Un libro agile da leggere come una 'normale' raccolta di storie per l'infanzia, arricchito da percorsi di dialogo e spiegazione pensati per i genitori e gli insegnanti e 'primi passi' per i piccoli lettori che li aiutino a mettere in pratica, nella vita di tutti i giorni le sette regole. Fra gli altri consigli: scusarsi quando si fa qualcosa di sbagliato, prima che qualcuno chieda di fare ammenda; preparare da soli i propri vestiti per il giorno dopo; quando si hanno tanti compiti, iniziare dai più difficili; trascorrere un intero pomeriggio senza immusonirsi o piangersi addosso; preparare un poster dei desideri, dove incollare le immagini delle cose che vogliono i bambini e i genitori, ragionando insieme su come realizzarle; per una settimana leggere venti minuti al giorno; andare a giocare con qualcuno con cui non si gioca da tanti tempo. Sean Covey, padre di sette figli, è convinto che questo libro possa essere utile ai bambini, perché ''insegnerà loro tutta la positività e i benefici del vivere secondo alcuni importanti principi: il principio di responsabilità, l'avere in mente un piano prima di fare le cose, il rispetto verso gli altri, il lavoro di gruppo e l'equilibrio nella vita.
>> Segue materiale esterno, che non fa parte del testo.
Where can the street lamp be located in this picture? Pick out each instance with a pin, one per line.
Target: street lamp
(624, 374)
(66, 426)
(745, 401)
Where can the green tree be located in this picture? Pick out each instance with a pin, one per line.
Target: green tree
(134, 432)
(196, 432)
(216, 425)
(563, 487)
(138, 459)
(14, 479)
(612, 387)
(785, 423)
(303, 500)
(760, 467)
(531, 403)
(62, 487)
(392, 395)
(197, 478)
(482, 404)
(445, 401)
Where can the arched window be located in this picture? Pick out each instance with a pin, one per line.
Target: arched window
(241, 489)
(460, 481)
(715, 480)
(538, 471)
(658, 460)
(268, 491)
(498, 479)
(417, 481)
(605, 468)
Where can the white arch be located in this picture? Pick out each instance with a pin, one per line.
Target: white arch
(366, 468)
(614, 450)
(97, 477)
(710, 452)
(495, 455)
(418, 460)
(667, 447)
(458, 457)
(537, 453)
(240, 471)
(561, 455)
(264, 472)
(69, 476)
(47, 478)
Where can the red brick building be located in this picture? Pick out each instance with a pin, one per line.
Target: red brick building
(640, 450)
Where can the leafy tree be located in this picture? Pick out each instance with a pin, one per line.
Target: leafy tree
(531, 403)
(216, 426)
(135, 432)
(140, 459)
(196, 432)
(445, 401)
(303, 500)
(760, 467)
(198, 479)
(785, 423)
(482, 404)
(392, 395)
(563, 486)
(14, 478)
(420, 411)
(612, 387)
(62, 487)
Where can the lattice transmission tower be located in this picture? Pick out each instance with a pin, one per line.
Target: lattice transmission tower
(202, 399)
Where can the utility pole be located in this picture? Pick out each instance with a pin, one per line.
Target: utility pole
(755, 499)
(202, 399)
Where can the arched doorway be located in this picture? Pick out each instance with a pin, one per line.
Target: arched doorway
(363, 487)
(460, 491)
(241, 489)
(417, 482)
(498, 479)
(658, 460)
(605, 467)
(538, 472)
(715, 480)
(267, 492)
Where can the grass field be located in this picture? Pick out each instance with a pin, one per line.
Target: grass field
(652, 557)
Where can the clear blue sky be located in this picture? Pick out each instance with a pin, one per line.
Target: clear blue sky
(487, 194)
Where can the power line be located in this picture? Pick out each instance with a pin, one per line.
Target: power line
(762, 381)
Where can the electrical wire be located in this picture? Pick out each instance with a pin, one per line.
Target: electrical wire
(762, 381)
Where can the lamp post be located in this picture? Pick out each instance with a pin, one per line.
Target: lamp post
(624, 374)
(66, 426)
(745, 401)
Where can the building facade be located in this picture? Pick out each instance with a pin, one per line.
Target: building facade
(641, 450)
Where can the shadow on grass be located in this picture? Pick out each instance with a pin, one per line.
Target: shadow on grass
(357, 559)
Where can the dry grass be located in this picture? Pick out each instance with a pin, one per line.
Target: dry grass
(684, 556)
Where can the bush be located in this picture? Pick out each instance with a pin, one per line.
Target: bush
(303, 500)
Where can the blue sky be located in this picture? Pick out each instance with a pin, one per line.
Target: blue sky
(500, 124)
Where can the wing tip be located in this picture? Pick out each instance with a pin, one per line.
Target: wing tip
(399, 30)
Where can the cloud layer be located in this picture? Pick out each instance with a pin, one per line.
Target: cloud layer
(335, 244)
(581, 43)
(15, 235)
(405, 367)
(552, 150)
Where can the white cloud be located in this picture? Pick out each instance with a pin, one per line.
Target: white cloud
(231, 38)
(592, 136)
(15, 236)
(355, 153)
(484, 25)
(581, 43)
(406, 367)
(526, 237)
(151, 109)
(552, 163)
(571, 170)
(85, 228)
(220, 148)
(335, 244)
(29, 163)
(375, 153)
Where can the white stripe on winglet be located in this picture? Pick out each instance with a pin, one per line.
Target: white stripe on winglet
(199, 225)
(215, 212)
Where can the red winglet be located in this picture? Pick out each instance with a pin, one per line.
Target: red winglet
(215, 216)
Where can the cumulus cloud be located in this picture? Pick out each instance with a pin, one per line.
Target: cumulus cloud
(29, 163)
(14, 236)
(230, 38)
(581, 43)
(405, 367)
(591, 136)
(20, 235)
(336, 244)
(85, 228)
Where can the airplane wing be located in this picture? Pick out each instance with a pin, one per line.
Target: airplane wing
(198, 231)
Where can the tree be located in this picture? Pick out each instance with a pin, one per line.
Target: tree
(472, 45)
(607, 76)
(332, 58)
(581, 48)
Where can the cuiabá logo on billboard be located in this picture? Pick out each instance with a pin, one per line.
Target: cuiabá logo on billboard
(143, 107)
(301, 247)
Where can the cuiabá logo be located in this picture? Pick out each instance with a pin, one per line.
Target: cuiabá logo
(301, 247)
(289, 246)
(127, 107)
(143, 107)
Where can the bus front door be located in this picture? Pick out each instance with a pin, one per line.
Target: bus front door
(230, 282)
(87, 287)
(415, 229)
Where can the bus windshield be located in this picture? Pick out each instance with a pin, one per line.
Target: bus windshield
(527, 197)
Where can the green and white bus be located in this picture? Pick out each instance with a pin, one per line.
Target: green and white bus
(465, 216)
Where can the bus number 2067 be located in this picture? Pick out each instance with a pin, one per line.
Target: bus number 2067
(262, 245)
Questi principi sono come la legge di gravità: immutabili, universali e sempre validi. E abbiamo tanto bisogno di questi principi oggi, molto più che in passato''. L'autore affida questo viaggio nella conoscenza di se' a otto divertenti cuccioli che vivono nel paese delle 7 querce: l'orso Goob, che ama osservare gli insetti (formiche in particolare); Jumper il coniglio, grande appassionato di sport; Lily la puzzola, portata per l'arte, tanto da passare gran parte del tempo a disegnare e dipingere; Sammy lo scoiattolino, capace di riparare qualunque cosa e la sua gemellina Sophie, grande lettrice e bravissima in matematica; il porcospino Pokey, che sa sempre come mantenere la calma; Allie la colla, topolina che non si stacca mai dai suoi amici e Ernie il verme, tanto timido da farsi vedere raramente. Così nei sette bravi racconti, ad esempio, 'Sii proattivo, diventa 'Prendi l'iniziativa', con Sammy lo scoiattolino che chiede agli amici, tutti impegnati serenamente nei propri hobby, di aiutarlo ad uscire della propria noia, capendo alla fine di dover trovare una soluzione da se'. 'Vinco Io vinci tu', diventa 'Tutti possono vincere', con Lily la puzzola che dimostra alla mamma di essere abbastanza responsabile dal realizzare un proprio piccolo orto e prendersene cura. 'Affila la lama' si trasforma in 'In equilibrio ti senti subito meglio' nella piccola disavventura di Sophie, che dedicando troppo tempo a leggere, anche la notte, tende a privilegiare la cura delle mente trascurando quelle del cuore, dello spirito e del corpo. Inizia così a sentirsi troppo stanca, anche a scuola. La aiuteranno un po' di esercizio in più, con delle belle corse in bicicletta e condividere più tempo e interessi con i suoi amici. ''Quando i bambini padroneggiano completamente queste regole universali ed eterne – scrisse Stephen R. Covey nel messaggio finale per l'edizione americana del 2008 del libro del figlio, riportato anche in questa italiana – come la responsabilità, il mettersi al servizio degli altri e l'onestà, sia a casa che a scuola, il loro inarrestabile valore e potenziale si afferma e si rinforza. Sviluppano sicurezza, integrità e il coraggio di fare le cose giuste. Costruiscono il proprio carattere. E vengono a contatto con il loro vero Dna''.